Did end up leaving struct-copies where sz<=64 as allowed though (where a 64 byte copy at least has the merit of achieving full pipeline saturation and being roughly break-even with a branch-miss, whereas a 128 byte copy would cost roughly twice as much as a branch miss).

I decided to bite the bullet and have LDM, STM and MM so the compiler does
not have to do any analysis. This puts the onus on the memory unit designer
to process these at least as fast as a series of LDs and STs. Done right
this saves ~40%of the power of the caches avoiding ~70% of tag accesses
and 90% of TLB accesses. You access the tag only when/after crossing a line boundary and you access TLB only after crossing a page boundary.

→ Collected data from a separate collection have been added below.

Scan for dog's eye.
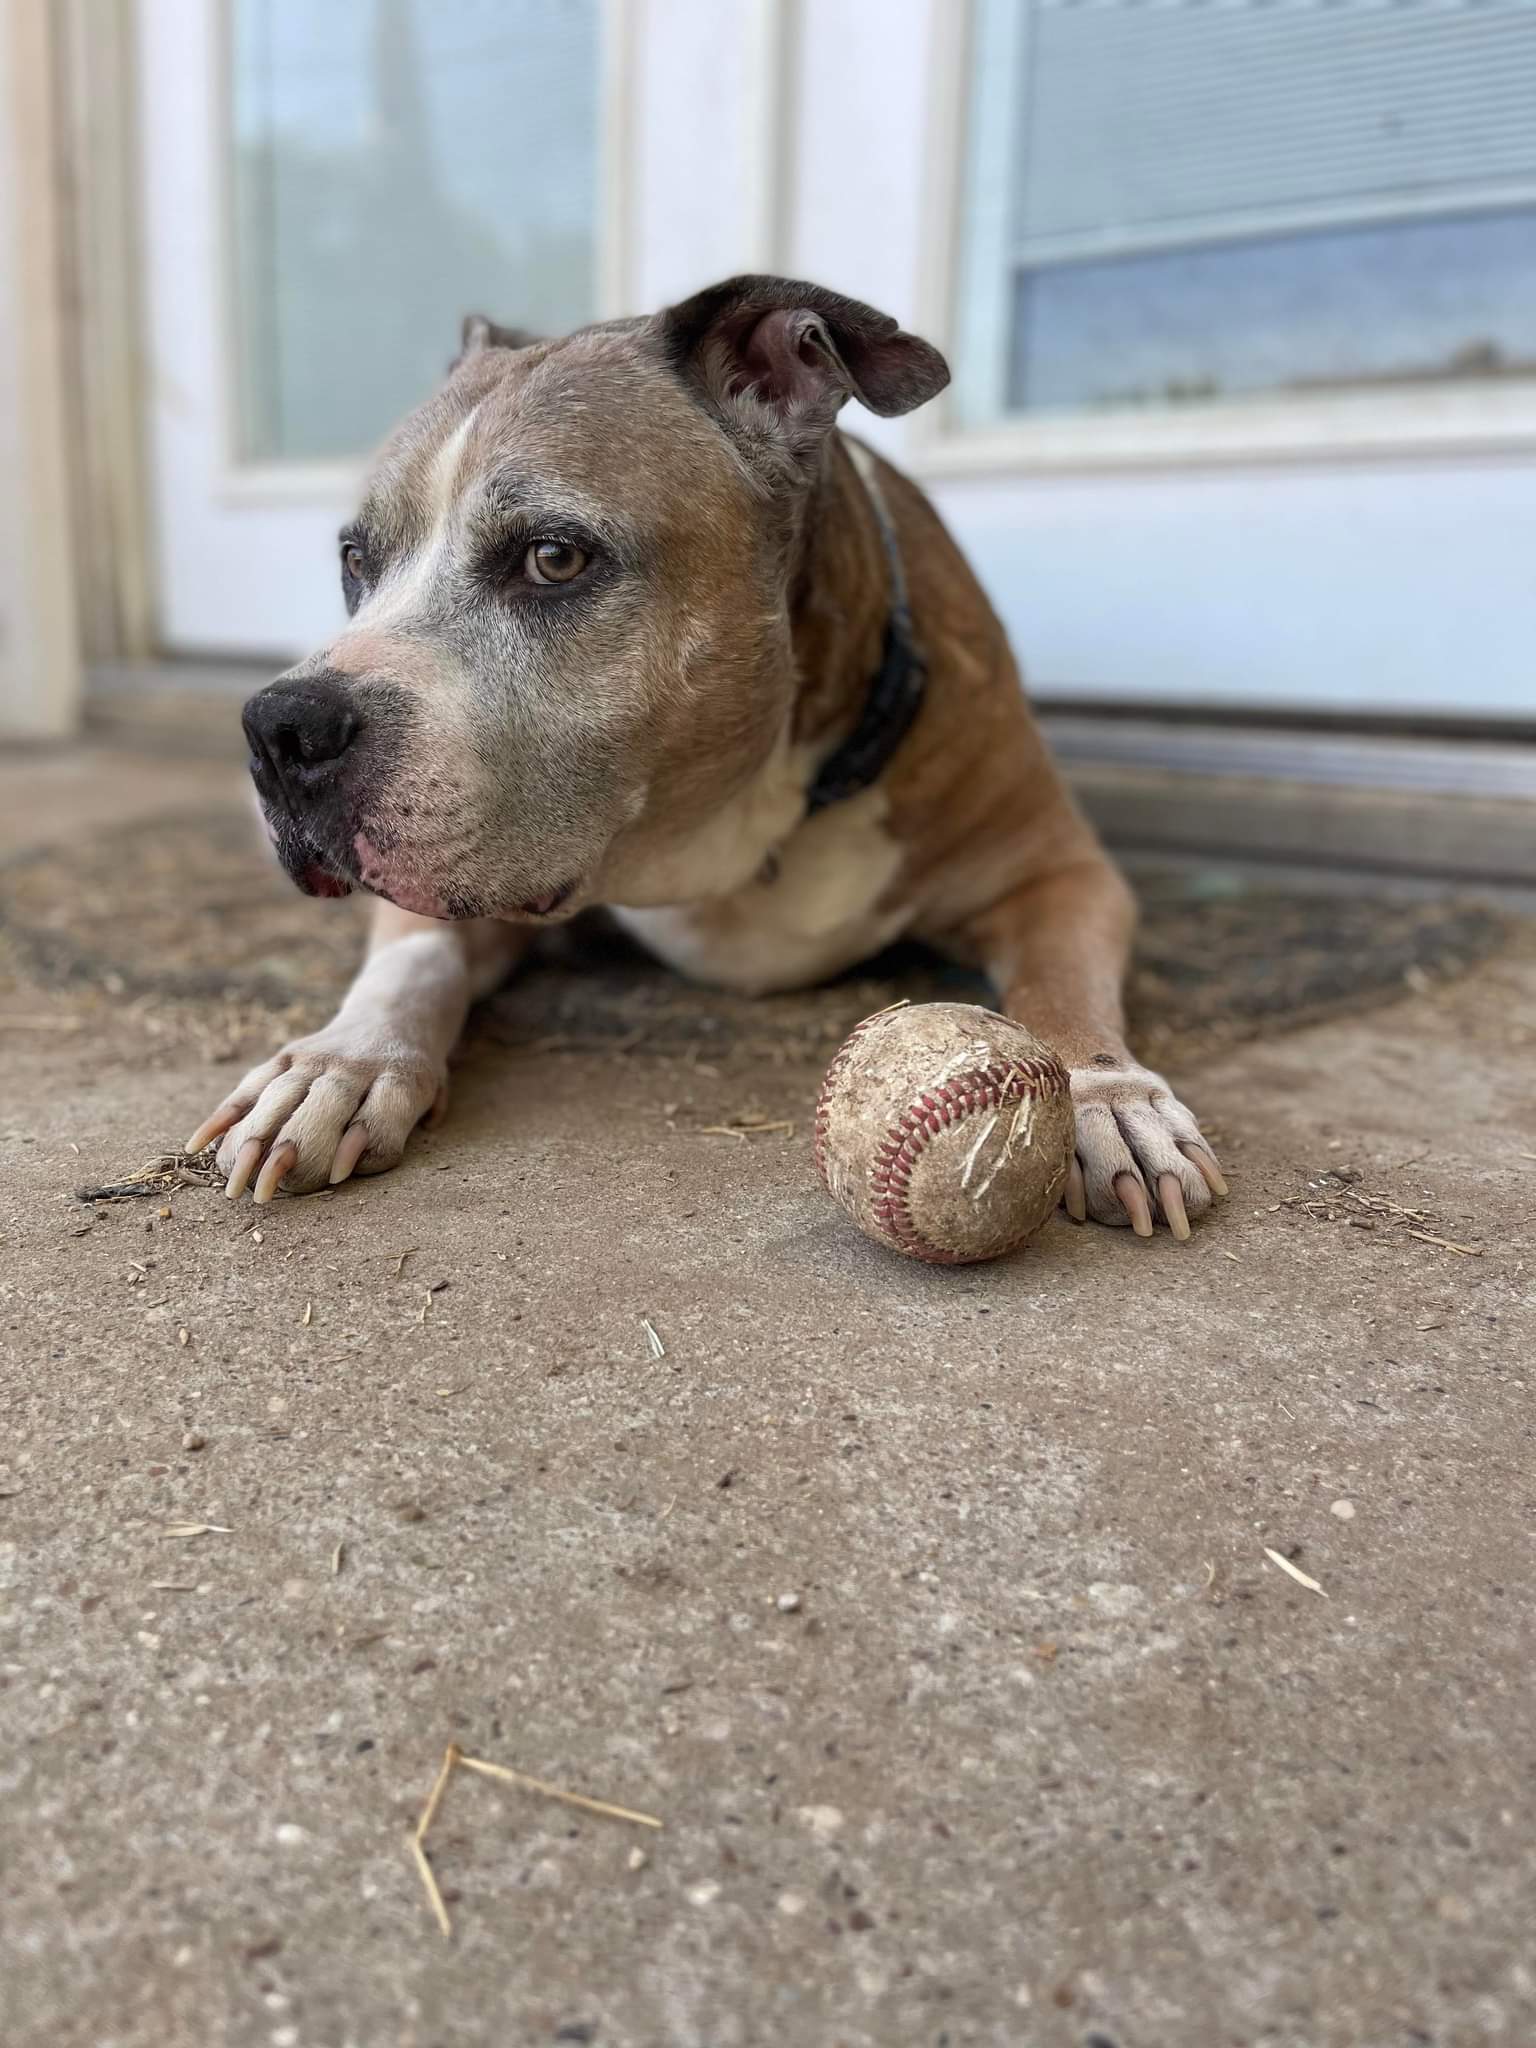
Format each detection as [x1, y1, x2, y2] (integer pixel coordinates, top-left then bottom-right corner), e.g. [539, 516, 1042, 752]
[524, 539, 590, 586]
[341, 543, 366, 582]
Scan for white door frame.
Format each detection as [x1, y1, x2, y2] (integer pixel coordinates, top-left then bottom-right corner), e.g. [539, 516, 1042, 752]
[0, 0, 81, 737]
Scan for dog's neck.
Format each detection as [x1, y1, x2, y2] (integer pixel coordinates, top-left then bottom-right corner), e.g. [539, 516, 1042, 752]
[592, 436, 916, 914]
[787, 434, 899, 762]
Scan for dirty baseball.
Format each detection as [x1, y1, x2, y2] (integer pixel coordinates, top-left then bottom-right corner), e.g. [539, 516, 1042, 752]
[815, 1002, 1075, 1264]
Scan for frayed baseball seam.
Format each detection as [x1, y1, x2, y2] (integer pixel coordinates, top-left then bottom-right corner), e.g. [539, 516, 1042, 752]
[867, 1059, 1065, 1263]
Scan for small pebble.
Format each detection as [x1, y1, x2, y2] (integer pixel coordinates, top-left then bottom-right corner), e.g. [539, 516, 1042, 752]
[1330, 1499, 1356, 1521]
[181, 1431, 207, 1453]
[795, 1804, 844, 1840]
[627, 1846, 648, 1872]
[775, 1592, 801, 1614]
[157, 1206, 172, 1220]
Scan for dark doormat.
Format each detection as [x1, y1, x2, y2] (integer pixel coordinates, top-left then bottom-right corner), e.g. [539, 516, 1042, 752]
[0, 809, 1509, 1070]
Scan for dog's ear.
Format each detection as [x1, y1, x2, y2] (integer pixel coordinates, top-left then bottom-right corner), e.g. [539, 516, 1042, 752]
[658, 275, 948, 456]
[453, 313, 541, 369]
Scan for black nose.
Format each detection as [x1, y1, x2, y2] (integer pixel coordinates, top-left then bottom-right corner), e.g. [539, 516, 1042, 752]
[243, 672, 361, 788]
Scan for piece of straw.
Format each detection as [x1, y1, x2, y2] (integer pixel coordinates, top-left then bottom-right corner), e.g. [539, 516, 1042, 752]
[410, 1833, 452, 1940]
[407, 1740, 661, 1939]
[1263, 1547, 1327, 1597]
[416, 1743, 460, 1841]
[455, 1753, 663, 1829]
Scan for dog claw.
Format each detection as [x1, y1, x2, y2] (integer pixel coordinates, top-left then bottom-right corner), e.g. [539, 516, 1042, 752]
[1114, 1172, 1155, 1238]
[187, 1105, 242, 1153]
[225, 1137, 264, 1201]
[252, 1140, 298, 1204]
[1181, 1142, 1228, 1198]
[330, 1123, 371, 1185]
[1064, 1155, 1087, 1223]
[1067, 1059, 1221, 1237]
[1157, 1172, 1191, 1240]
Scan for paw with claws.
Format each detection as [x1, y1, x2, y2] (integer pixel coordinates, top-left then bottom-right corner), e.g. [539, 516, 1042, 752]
[188, 1026, 446, 1203]
[1062, 1058, 1226, 1240]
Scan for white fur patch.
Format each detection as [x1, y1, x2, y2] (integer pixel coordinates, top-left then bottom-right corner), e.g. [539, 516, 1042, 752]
[350, 403, 481, 633]
[616, 780, 909, 995]
[604, 724, 812, 911]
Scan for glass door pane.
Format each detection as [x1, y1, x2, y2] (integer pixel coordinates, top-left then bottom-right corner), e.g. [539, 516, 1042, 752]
[229, 0, 602, 461]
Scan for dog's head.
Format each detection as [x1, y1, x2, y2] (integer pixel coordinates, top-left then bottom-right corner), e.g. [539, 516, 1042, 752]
[242, 276, 948, 922]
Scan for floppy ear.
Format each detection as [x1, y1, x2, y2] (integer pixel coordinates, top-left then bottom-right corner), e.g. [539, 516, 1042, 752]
[658, 274, 948, 458]
[452, 312, 541, 370]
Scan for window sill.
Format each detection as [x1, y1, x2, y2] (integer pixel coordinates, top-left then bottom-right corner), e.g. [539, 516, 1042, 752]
[909, 379, 1536, 478]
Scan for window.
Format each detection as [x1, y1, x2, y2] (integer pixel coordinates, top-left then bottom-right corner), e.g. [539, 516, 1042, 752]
[229, 0, 602, 462]
[953, 0, 1536, 428]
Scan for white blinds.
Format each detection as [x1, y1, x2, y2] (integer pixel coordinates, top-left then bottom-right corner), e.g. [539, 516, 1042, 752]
[1011, 2, 1536, 264]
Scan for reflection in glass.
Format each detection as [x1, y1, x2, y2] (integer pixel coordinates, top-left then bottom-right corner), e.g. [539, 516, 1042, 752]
[230, 0, 600, 461]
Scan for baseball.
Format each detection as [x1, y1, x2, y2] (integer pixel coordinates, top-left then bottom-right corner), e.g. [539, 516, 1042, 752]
[814, 1002, 1074, 1264]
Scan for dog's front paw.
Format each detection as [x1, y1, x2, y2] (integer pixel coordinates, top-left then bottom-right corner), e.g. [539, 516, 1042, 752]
[186, 1026, 446, 1203]
[1064, 1058, 1226, 1240]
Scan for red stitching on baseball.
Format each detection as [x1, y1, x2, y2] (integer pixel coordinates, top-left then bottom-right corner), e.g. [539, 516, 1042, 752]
[816, 1010, 1071, 1262]
[867, 1055, 1068, 1264]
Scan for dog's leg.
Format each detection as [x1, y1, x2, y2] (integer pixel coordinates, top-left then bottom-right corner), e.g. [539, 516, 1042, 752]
[965, 858, 1226, 1239]
[187, 903, 531, 1202]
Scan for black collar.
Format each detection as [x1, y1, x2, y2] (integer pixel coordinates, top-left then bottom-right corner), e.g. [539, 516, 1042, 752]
[804, 447, 928, 815]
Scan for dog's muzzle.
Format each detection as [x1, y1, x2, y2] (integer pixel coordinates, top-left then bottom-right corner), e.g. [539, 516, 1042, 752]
[243, 671, 360, 897]
[244, 671, 360, 792]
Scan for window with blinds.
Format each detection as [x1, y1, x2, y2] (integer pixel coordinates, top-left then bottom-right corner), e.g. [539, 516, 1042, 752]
[954, 0, 1536, 423]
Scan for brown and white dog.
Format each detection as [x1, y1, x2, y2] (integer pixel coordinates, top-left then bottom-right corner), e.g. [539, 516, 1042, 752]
[190, 276, 1226, 1239]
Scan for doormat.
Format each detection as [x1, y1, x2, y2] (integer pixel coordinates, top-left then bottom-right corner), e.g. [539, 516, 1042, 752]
[0, 809, 1508, 1072]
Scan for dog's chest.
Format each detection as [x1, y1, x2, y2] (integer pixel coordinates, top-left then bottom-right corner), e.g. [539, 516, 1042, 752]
[614, 787, 909, 995]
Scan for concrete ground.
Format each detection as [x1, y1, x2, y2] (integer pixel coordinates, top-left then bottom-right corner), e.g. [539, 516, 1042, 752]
[2, 736, 1534, 2048]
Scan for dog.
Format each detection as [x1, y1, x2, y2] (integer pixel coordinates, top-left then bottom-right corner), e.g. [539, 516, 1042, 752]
[189, 275, 1226, 1239]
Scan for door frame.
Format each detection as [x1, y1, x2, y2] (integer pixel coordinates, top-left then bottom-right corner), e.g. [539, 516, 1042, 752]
[33, 0, 154, 675]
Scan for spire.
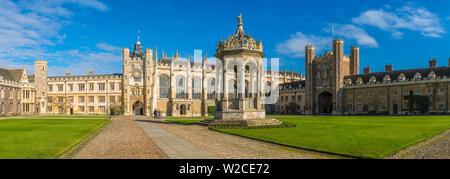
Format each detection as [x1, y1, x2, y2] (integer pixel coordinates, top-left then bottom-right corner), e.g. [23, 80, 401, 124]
[176, 49, 179, 59]
[154, 46, 158, 61]
[236, 13, 245, 35]
[203, 53, 208, 63]
[23, 59, 27, 74]
[137, 30, 141, 44]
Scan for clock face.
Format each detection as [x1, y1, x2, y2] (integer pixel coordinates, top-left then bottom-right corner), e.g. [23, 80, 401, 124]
[132, 69, 142, 79]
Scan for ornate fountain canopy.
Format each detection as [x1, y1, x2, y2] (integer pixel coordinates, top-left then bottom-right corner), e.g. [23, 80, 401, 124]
[216, 14, 263, 54]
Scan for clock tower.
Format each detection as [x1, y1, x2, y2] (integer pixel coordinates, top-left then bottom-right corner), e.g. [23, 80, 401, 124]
[122, 32, 154, 116]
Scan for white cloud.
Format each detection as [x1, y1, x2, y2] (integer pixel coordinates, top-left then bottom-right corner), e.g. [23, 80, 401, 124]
[352, 4, 446, 38]
[332, 24, 379, 48]
[96, 43, 122, 52]
[275, 32, 331, 58]
[0, 0, 110, 75]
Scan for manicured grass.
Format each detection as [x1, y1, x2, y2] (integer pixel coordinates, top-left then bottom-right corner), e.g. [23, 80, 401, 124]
[0, 119, 109, 159]
[31, 115, 107, 119]
[164, 116, 213, 120]
[214, 116, 450, 159]
[266, 115, 300, 118]
[166, 120, 202, 125]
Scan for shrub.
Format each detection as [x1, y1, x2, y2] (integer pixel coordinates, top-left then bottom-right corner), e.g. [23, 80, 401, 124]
[210, 122, 296, 130]
[207, 106, 215, 116]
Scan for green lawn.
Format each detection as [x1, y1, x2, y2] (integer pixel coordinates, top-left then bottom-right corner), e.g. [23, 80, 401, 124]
[166, 120, 202, 125]
[30, 115, 107, 119]
[164, 116, 213, 120]
[214, 116, 450, 159]
[0, 119, 109, 159]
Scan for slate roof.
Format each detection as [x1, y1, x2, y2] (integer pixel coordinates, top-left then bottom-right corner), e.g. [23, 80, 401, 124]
[344, 66, 450, 83]
[0, 68, 24, 82]
[280, 80, 305, 90]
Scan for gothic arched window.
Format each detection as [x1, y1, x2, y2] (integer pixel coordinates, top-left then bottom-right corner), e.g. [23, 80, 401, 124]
[192, 77, 202, 99]
[176, 77, 185, 99]
[159, 75, 169, 98]
[207, 78, 215, 99]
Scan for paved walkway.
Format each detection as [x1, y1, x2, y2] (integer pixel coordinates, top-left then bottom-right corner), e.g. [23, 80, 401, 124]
[69, 116, 168, 159]
[136, 120, 219, 159]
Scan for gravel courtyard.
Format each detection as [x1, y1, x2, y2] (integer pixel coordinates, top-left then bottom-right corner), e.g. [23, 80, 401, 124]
[70, 116, 168, 159]
[390, 130, 449, 159]
[150, 120, 343, 159]
[67, 116, 448, 159]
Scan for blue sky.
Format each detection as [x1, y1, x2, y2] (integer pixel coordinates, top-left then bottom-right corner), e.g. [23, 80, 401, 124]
[0, 0, 449, 76]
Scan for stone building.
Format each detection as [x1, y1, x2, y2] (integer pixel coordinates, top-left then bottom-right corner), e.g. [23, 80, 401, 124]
[46, 72, 122, 115]
[274, 38, 450, 116]
[7, 14, 448, 117]
[304, 39, 359, 115]
[0, 68, 24, 115]
[342, 60, 450, 115]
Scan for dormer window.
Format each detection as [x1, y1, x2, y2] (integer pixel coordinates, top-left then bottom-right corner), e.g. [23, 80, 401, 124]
[428, 71, 436, 80]
[345, 79, 352, 85]
[398, 73, 406, 81]
[369, 76, 376, 84]
[356, 78, 363, 85]
[383, 75, 391, 83]
[414, 72, 422, 80]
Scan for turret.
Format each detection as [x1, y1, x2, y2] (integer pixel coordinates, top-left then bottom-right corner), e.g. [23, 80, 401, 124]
[123, 48, 130, 59]
[145, 48, 153, 65]
[350, 46, 360, 75]
[34, 60, 48, 114]
[305, 45, 315, 115]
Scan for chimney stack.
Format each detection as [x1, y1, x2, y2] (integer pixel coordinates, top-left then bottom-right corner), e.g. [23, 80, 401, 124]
[65, 72, 71, 76]
[385, 64, 393, 72]
[88, 70, 94, 75]
[429, 58, 437, 68]
[363, 67, 371, 74]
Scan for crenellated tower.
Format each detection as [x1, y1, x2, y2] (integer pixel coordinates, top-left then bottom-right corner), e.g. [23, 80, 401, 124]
[350, 46, 360, 75]
[305, 45, 315, 114]
[34, 60, 48, 114]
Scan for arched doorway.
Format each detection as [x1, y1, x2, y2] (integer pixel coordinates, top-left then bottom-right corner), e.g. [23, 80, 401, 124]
[393, 104, 398, 114]
[180, 104, 186, 115]
[133, 101, 144, 115]
[318, 92, 333, 114]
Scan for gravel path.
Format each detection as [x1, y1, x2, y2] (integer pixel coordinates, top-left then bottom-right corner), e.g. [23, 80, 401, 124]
[390, 130, 450, 159]
[151, 121, 344, 159]
[70, 116, 168, 159]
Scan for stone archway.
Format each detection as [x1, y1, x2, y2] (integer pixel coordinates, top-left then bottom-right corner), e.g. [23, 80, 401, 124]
[180, 104, 186, 115]
[318, 92, 333, 114]
[133, 101, 144, 115]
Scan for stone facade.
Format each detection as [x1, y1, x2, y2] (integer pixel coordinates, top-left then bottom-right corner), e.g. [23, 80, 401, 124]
[275, 39, 450, 116]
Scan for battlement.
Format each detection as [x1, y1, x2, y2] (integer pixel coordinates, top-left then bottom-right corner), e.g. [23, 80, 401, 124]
[34, 60, 48, 64]
[333, 38, 344, 43]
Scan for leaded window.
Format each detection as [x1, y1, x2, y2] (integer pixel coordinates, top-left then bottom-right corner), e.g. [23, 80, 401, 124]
[159, 75, 169, 98]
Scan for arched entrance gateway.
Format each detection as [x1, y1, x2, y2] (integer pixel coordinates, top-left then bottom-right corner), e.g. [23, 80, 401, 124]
[318, 92, 333, 114]
[180, 104, 187, 115]
[132, 101, 144, 115]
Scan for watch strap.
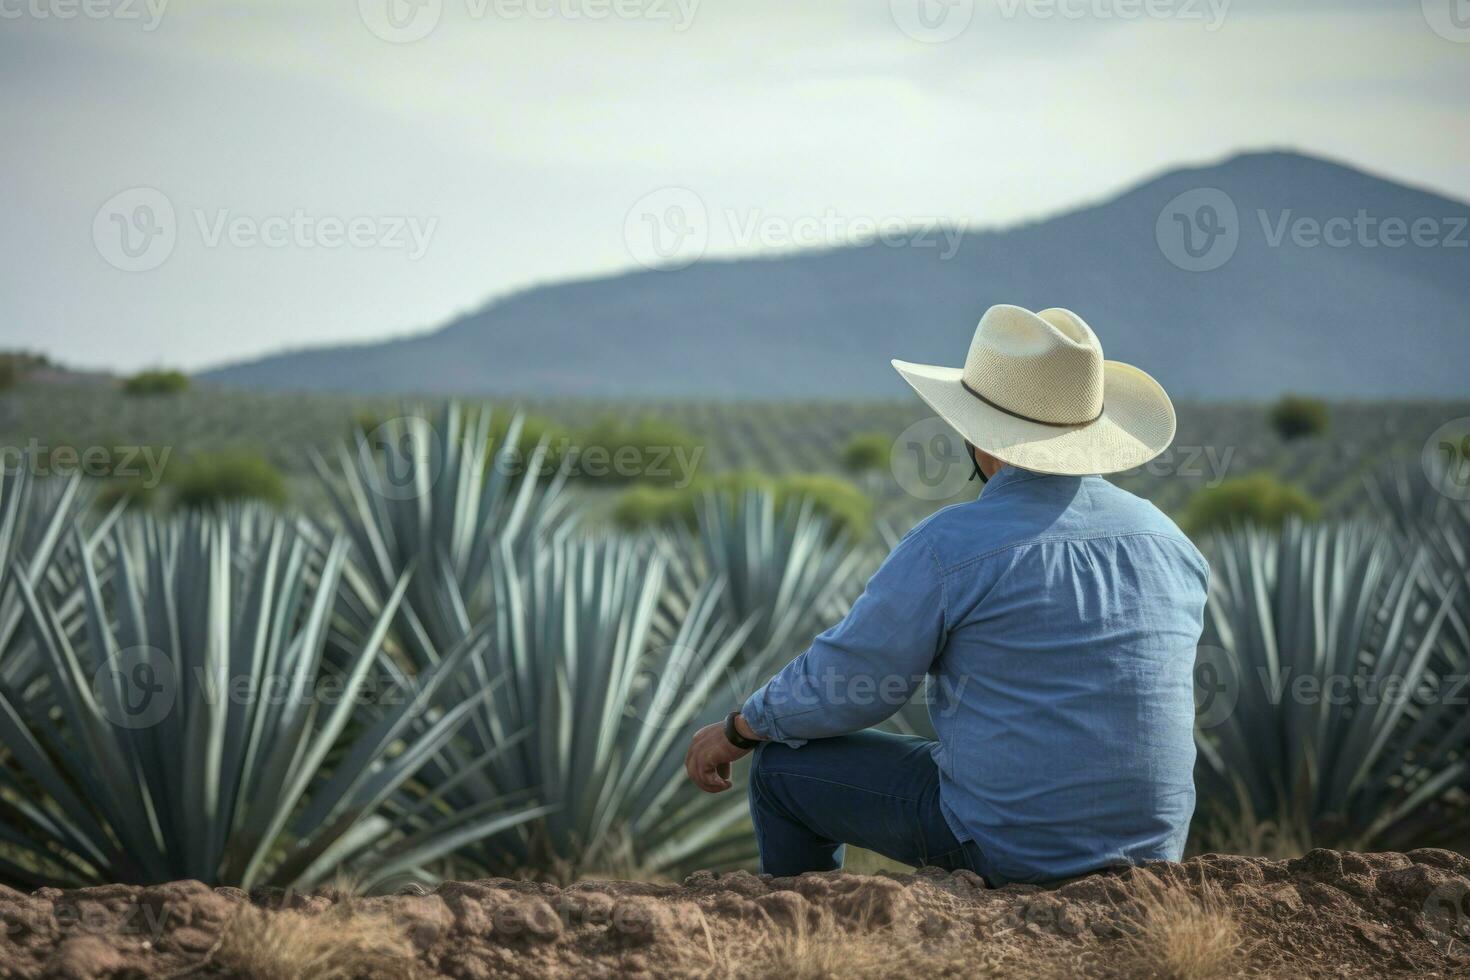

Performance gains are modest, but still noticeable (part of why predication ended up as a core ISA feature). Effect on pipeline seems to be small in its current form (it is handled along with register fetch, mostly turning non-executed instructions into NOPs during the EX stages).

 The effect is that one uses Predication whenever you will have already
fetched instructions at the join point by the time you have determined
the predicate value {then, else} clauses. The PARSE and DECODE do the
flow control without bothering FETCH.
 

Yeah, though in my pipeline, it is still a tradeoff of the relative cost of a missed branch, vs the cost of sliding over both the THEN and ELSE branches as a series of NOPs.

For the most part, 1-bit seems sufficient.

 How do you do && and || predication with 1 bit ??
 

Originally, it didn't.
Now I added some 3R and 3RI CMPxx encodings.

This allows, say:
CMPGT R8, R10, R4
CMPGT R8, R11, R5
TST R4, R5
....

All I had to do was to make the second predication overwrite the first
predication's mask, and the compiler did the rest.